By the end of 1700 the church was a well established and managed part of the Grindon parish with well kept interior of wood panelling, box-pews and family pews. The walls in the church displayed funerary hatchments unique to local farming families belonging to the parish.
However a steady population movement from Grindon to the village of Thorpe Thewles saw the need for a new church to be built to accommodate this growing population. The Church of Holy Trinity, was built in 1848, leaving the old church of St Thomas of Canterbury to degenerate into its current ruins. However, today the church stands as a historic relic and is a Grade A listed building

== Demographics ==

The population of Grindon has fluctuated and changed greatly over the past 150 years. It rose steeply between 1811 and 1830, only to rapidly decline until 1842, where it gradually increased to reach a peak in 1961. This decline was partially due to an outbreak of cholera throughout England, where 126 people died in 1832 around the Grindon parish. The current population stands at 2,603 according to the 2001 census data The 2001 census states that the majority of the population are aged between 25 and 44; a total of 820 people fall into this age bracket. There is only a small proportion of people aged 75 and over, a sum of 48 in the whole parish. The parish is situated next to the busy A177 road, used by commuters travelling to Teesside and Middlesbrough, which justifies the large portion of young people populating the parish. However, this has put pressure for expansion on the village, where there are concerns that the original character of Grindon will be lost, especially in villages such as Thorpe Thewles "which is of great archaeological interest and should be preserved for future generations".

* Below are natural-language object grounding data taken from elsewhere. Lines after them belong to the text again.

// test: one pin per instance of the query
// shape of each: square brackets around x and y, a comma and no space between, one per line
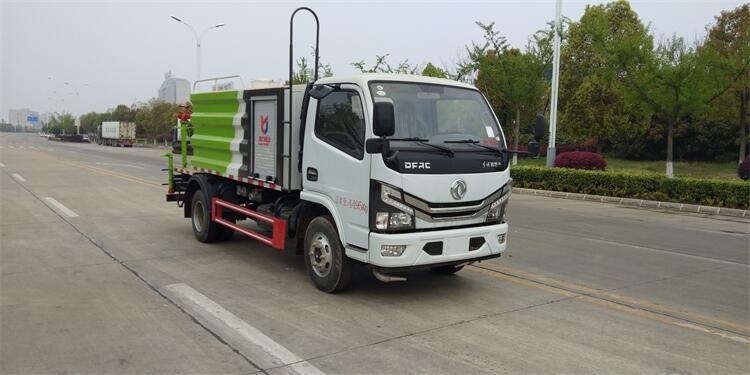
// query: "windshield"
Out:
[439,113]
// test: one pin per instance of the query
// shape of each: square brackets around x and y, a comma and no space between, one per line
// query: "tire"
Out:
[446,270]
[326,262]
[204,229]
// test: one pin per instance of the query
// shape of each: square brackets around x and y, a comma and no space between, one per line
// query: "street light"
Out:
[198,38]
[555,87]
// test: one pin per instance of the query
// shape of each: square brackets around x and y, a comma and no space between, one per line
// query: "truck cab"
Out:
[412,170]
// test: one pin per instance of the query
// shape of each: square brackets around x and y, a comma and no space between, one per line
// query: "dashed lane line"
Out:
[612,304]
[280,354]
[60,207]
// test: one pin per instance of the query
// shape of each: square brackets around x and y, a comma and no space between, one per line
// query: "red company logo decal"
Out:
[264,139]
[264,124]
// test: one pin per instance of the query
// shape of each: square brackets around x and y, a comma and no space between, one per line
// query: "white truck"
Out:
[116,133]
[395,172]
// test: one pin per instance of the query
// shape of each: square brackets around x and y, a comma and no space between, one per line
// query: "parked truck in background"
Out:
[393,172]
[116,133]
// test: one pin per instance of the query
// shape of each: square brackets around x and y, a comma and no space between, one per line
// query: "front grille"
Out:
[429,211]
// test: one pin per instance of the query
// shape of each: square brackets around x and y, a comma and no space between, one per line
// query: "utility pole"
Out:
[555,86]
[198,38]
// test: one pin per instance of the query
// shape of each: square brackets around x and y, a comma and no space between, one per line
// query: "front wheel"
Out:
[204,229]
[326,262]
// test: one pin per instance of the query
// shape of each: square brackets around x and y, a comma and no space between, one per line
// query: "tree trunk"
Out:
[516,135]
[670,148]
[743,122]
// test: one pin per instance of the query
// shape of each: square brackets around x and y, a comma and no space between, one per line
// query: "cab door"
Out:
[335,164]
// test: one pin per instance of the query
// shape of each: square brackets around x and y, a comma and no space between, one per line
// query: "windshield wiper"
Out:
[476,143]
[423,142]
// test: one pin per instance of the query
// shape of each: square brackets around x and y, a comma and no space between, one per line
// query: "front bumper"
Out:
[455,246]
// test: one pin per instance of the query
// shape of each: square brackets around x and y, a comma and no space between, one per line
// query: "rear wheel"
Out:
[326,262]
[446,270]
[204,229]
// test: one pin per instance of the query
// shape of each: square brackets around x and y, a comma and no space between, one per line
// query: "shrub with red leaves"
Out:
[743,171]
[580,160]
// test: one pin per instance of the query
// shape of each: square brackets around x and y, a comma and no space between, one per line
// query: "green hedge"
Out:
[721,193]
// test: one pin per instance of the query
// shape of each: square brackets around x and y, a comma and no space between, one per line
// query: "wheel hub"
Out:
[320,255]
[199,218]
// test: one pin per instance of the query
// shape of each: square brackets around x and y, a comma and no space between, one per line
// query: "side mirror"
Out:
[383,120]
[321,91]
[539,128]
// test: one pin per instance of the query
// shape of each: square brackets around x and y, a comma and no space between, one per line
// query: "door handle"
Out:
[312,174]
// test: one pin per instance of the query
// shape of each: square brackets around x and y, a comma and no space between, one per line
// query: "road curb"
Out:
[632,202]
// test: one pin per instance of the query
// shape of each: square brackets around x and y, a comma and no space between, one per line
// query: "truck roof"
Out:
[364,79]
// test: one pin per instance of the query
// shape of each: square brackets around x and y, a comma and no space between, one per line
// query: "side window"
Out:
[340,122]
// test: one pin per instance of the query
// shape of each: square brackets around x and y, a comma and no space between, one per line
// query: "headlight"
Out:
[497,208]
[388,210]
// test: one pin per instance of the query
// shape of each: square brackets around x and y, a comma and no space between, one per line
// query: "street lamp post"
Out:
[198,38]
[555,87]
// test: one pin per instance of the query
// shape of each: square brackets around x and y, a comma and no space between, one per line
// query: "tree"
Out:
[383,66]
[514,81]
[726,53]
[594,101]
[468,65]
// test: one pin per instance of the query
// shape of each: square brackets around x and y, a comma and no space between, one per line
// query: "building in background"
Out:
[24,117]
[45,118]
[174,90]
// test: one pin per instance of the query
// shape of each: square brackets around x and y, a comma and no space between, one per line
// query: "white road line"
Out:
[67,211]
[119,164]
[245,330]
[667,252]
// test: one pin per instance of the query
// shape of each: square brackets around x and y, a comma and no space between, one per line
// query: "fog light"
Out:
[392,250]
[399,219]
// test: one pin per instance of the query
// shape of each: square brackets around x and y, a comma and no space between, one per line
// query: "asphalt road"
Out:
[100,275]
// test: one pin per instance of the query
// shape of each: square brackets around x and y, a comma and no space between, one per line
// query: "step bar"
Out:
[278,237]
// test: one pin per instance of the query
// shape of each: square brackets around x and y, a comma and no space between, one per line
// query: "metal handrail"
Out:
[291,77]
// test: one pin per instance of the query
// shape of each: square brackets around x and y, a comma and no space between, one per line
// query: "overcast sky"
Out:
[116,52]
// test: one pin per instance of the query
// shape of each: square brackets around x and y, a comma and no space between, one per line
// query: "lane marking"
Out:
[67,211]
[245,330]
[108,173]
[615,297]
[667,252]
[623,244]
[119,165]
[609,304]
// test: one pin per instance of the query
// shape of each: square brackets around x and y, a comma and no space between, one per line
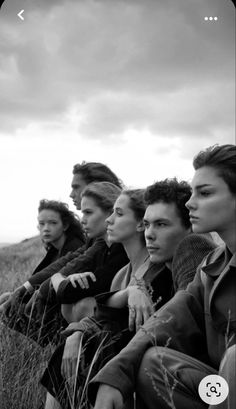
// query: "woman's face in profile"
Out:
[122,224]
[50,226]
[94,218]
[212,205]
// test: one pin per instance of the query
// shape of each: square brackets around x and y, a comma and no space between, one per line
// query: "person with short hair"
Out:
[88,172]
[194,334]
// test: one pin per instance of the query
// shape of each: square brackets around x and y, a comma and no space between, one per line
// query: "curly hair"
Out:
[170,191]
[68,218]
[103,193]
[223,159]
[96,172]
[136,201]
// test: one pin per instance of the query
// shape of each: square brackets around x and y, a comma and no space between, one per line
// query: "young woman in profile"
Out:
[99,263]
[60,232]
[125,225]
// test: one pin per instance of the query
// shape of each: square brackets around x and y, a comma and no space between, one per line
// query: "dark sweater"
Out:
[72,243]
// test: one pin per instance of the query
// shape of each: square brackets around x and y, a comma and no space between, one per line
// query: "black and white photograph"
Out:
[117,213]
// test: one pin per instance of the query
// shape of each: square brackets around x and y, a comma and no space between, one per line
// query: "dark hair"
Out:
[96,172]
[104,194]
[136,201]
[171,191]
[67,217]
[223,159]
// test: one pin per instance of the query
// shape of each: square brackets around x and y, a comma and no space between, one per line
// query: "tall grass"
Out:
[22,361]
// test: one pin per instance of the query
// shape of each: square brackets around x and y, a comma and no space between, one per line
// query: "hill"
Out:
[22,361]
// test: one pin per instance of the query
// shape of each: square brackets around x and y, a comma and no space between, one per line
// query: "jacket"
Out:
[72,243]
[199,321]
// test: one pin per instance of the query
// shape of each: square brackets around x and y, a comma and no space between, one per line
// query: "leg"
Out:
[75,312]
[51,402]
[228,372]
[169,379]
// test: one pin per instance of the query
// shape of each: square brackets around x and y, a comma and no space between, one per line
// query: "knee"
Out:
[75,312]
[152,357]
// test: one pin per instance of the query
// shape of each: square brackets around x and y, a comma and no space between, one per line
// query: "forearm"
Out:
[56,280]
[38,278]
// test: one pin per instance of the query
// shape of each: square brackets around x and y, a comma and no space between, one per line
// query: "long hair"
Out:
[68,218]
[223,159]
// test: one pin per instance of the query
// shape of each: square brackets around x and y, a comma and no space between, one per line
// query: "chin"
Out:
[154,259]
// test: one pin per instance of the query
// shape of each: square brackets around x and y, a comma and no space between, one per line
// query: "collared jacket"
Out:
[199,321]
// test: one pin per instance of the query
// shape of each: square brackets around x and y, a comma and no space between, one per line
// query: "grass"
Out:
[22,361]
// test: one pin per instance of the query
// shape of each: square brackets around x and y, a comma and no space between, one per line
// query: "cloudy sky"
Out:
[141,85]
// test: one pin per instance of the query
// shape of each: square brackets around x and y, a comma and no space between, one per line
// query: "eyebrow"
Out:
[156,220]
[203,185]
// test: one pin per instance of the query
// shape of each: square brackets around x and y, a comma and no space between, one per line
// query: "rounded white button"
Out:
[213,389]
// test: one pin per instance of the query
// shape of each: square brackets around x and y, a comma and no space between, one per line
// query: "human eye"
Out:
[204,193]
[161,224]
[87,212]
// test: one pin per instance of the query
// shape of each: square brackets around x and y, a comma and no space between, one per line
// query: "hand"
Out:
[140,307]
[4,297]
[108,398]
[70,357]
[82,279]
[14,302]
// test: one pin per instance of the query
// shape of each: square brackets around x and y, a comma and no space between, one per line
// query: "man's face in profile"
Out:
[163,231]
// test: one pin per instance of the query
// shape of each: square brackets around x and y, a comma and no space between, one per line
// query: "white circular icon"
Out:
[213,389]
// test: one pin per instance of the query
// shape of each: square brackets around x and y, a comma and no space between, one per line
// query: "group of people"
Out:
[137,297]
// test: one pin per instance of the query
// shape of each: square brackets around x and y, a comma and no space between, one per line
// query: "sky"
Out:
[140,85]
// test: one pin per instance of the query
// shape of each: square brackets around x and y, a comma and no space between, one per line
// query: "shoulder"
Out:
[197,240]
[214,256]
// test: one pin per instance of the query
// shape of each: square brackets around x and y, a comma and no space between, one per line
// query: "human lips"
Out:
[152,249]
[193,218]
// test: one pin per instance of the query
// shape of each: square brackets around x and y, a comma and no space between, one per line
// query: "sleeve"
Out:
[178,324]
[188,256]
[68,294]
[54,268]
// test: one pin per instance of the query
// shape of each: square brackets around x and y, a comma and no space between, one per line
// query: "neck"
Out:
[169,264]
[136,252]
[229,239]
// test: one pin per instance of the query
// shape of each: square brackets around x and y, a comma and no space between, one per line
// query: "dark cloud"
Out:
[125,64]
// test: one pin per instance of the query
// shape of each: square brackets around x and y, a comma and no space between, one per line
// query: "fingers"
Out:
[132,314]
[82,279]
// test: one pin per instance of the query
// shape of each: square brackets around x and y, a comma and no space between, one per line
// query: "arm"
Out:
[189,254]
[104,274]
[38,278]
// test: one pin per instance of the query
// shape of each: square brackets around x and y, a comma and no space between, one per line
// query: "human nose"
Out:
[83,220]
[149,233]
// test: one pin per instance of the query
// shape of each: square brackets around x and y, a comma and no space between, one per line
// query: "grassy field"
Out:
[22,361]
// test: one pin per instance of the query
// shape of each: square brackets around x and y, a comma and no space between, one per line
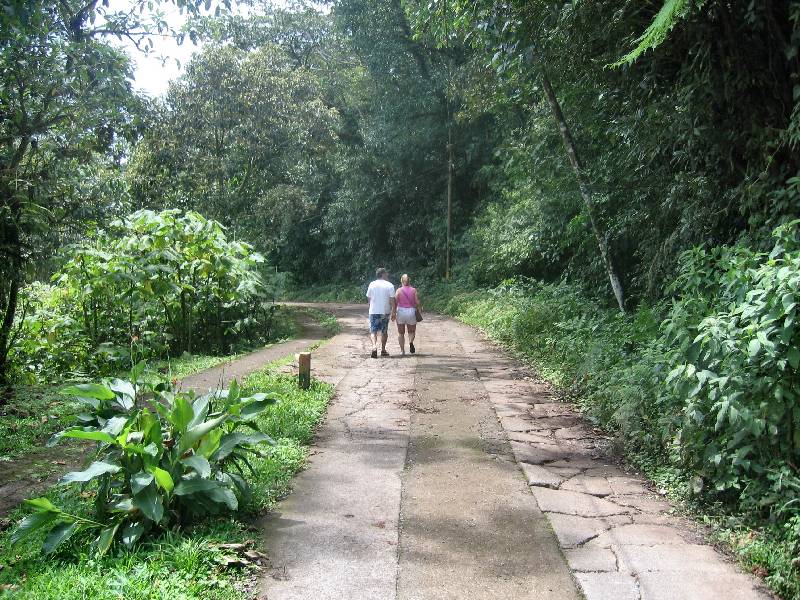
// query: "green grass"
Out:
[347,293]
[35,413]
[328,321]
[32,415]
[182,564]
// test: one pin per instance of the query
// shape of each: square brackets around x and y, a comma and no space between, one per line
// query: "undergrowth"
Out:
[617,367]
[184,564]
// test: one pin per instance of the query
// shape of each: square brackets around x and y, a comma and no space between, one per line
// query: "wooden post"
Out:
[304,370]
[449,204]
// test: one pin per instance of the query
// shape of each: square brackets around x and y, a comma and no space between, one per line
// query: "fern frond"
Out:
[669,15]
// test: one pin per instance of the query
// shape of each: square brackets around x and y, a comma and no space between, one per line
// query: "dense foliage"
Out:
[182,458]
[596,153]
[701,391]
[153,285]
[184,562]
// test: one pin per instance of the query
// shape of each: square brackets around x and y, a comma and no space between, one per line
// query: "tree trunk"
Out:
[586,193]
[9,303]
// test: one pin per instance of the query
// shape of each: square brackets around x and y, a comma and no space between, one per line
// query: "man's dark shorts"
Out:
[378,323]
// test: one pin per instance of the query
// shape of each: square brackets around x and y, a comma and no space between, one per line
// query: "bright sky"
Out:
[154,71]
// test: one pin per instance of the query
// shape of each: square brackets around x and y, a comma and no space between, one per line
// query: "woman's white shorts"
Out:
[406,316]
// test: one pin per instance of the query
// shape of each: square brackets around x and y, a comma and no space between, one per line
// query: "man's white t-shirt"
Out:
[379,292]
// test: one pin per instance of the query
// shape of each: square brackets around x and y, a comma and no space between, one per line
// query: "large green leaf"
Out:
[82,434]
[199,463]
[58,535]
[96,469]
[131,533]
[232,440]
[42,504]
[163,479]
[208,488]
[151,504]
[193,435]
[140,480]
[224,495]
[252,410]
[115,425]
[122,387]
[187,487]
[89,390]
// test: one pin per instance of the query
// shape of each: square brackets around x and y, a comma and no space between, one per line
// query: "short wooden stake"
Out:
[304,370]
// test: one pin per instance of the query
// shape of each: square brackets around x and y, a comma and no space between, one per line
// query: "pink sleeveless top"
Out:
[407,297]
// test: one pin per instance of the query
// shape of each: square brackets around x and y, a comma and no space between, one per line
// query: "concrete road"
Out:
[454,474]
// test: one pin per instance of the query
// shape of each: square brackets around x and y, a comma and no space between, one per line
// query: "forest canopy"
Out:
[624,173]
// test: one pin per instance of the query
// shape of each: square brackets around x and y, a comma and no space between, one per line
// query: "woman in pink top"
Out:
[406,313]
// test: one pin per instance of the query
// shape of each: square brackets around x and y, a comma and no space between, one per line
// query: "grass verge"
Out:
[605,361]
[35,412]
[182,564]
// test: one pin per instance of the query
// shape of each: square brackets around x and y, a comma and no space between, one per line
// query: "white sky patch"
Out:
[166,60]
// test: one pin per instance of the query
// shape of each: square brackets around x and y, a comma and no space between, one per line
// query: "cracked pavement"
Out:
[456,474]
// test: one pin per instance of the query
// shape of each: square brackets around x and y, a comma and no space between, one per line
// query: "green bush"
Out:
[701,391]
[158,464]
[734,359]
[156,285]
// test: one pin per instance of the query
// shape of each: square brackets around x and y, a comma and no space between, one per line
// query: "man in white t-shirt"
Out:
[381,304]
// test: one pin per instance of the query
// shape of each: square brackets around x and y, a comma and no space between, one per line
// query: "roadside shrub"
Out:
[159,463]
[702,389]
[734,373]
[154,285]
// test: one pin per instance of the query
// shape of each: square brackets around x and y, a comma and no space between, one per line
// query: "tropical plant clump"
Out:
[156,284]
[163,459]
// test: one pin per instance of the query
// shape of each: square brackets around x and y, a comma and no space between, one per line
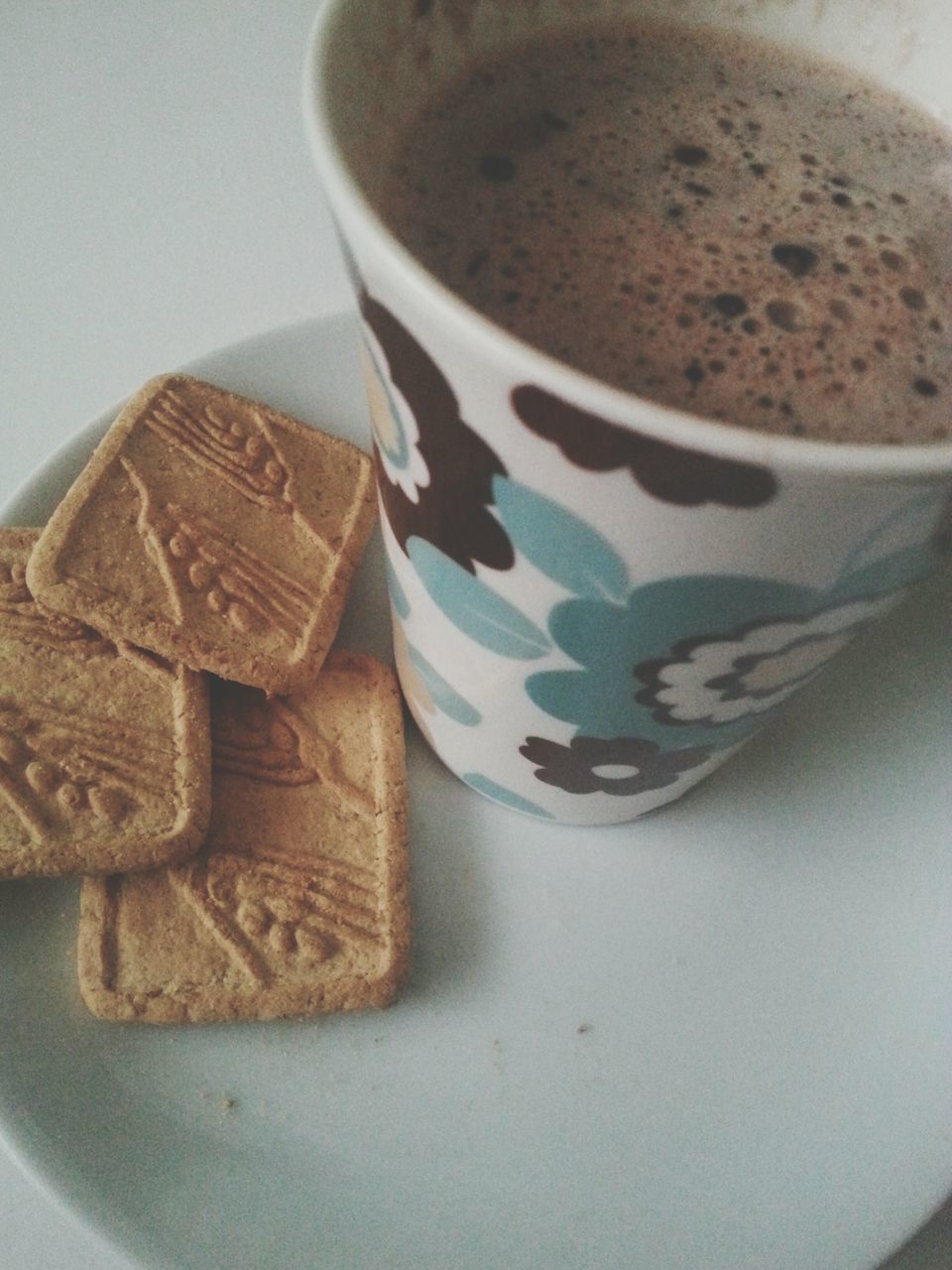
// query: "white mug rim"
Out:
[858,460]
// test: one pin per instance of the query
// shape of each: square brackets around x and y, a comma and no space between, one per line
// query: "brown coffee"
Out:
[744,232]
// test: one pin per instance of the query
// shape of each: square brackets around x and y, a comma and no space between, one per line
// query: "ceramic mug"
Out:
[598,599]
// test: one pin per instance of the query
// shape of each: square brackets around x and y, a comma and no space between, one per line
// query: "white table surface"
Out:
[158,202]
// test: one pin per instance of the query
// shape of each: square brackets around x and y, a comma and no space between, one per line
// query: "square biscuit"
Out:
[298,903]
[104,749]
[213,531]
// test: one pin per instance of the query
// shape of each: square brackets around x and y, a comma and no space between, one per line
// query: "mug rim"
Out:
[662,423]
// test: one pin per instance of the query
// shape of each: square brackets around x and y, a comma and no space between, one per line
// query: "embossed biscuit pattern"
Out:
[298,901]
[213,530]
[103,749]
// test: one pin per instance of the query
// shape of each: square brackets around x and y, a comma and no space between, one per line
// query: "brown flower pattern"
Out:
[622,765]
[673,474]
[448,502]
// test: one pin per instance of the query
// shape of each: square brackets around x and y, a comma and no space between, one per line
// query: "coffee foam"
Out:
[722,227]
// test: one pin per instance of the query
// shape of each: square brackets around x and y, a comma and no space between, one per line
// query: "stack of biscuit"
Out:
[176,728]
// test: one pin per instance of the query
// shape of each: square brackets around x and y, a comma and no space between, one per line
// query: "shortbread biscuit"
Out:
[212,530]
[104,749]
[298,903]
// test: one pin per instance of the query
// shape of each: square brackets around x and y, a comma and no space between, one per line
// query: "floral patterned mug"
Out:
[595,599]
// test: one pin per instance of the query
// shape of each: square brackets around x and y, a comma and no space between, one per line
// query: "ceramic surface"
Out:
[597,599]
[716,1038]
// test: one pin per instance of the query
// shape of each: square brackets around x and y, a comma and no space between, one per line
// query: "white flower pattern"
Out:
[719,681]
[394,425]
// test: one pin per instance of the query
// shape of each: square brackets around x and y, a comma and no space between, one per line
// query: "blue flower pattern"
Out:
[678,668]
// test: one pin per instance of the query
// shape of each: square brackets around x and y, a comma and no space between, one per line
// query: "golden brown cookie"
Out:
[212,530]
[298,901]
[104,749]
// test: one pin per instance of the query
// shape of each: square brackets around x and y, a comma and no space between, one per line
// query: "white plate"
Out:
[717,1038]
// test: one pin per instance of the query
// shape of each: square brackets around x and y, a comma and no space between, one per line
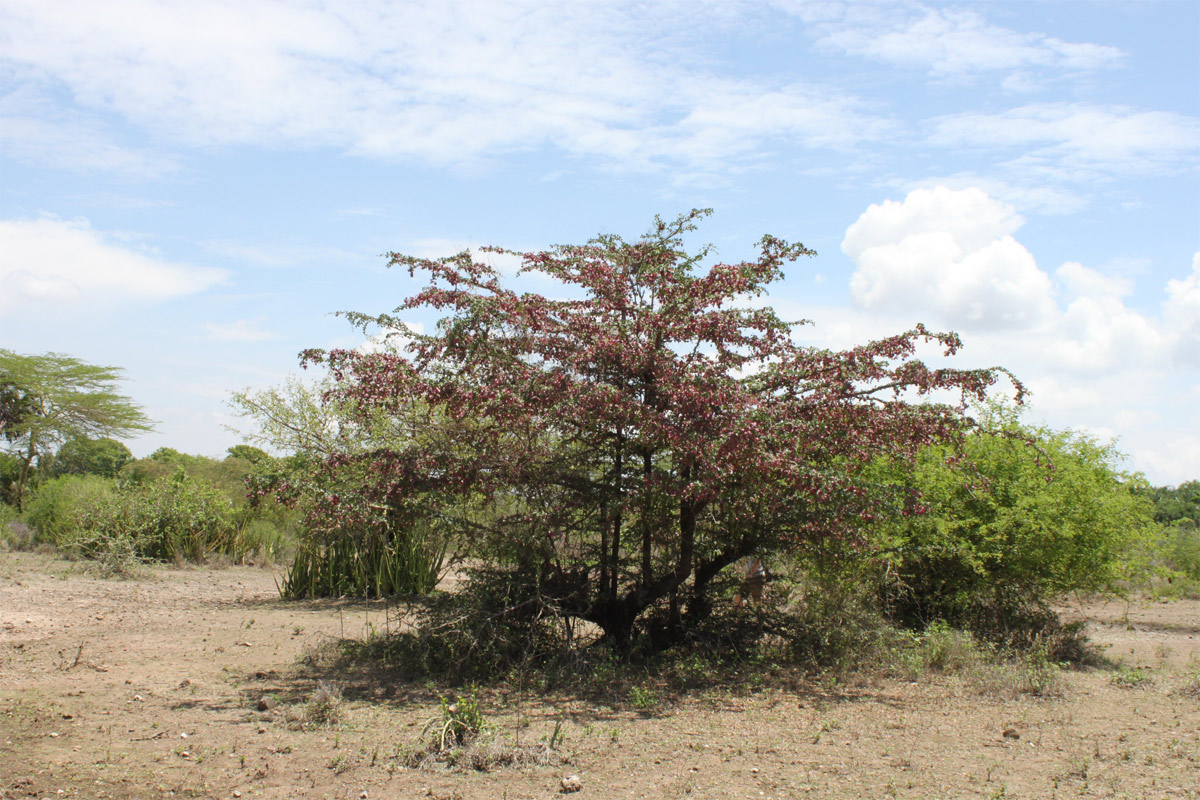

Coal became an increasing and desirable source of energy in the 1800s, which also marked the beginning of the Industrial Revolution in Great Britain; it fuelled the expansion of the British Empire and manufacturing all over the country. Northern England was an essential player in this movement, in particular, areas such as County Durham which was home to vast supplies of coal, a resource which was exacerbated in the extreme. According to Home office statistics, there were 225 mines in Durham, with 72,272 workers, of whom 57,994 worked below the surface. Many of those workers originated from the Stockton-on-Tees area; this accounts for the population rise between 1842 and 1961 when coal mining was at its peak, attracting many working-class families from neighbouring areas The Chilton mine is the closest to the Grindon parish
The most rapid era of population rise was after 1940, which resulted in the post-war baby boom in England. This period also saw the beginning of the National Health Service, established in 1948; these factors account for the rise in population and change in demographics as the countryside became increasingly desirable after the war.

==Occupational history==

In 1831 the governing industrial output in Grindon was, unsurprisingly, agriculture, in particularly agricultural labouring, of which accounted for just under a third of employment for males aged twenty and over. Although slightly dominated by primary industry, parish level census statistics show that over 20% of employment was in the secondary sector, of which encompassed retail and handicraft businesses. Agricultural outputs fuelled growing towns and cities, with the growth of transport and new technologies agricultural goods could be transported to factories to be processed. For Grindon, this meant much of its agricultural outputs were sent to factories in Middlesbrough. One shining example of this is the newly established Quaker business in 1929, where business men bought plots of land in County Durham, including parts of the Grindon parish for agricultural use to supply resources to the ever-growing food industry. Statistics from the 1881 census data shows that the vast majority of employment and industry was in manual labour and production, both of which employed men as a majority. Women were far more involved in domestic services and offices.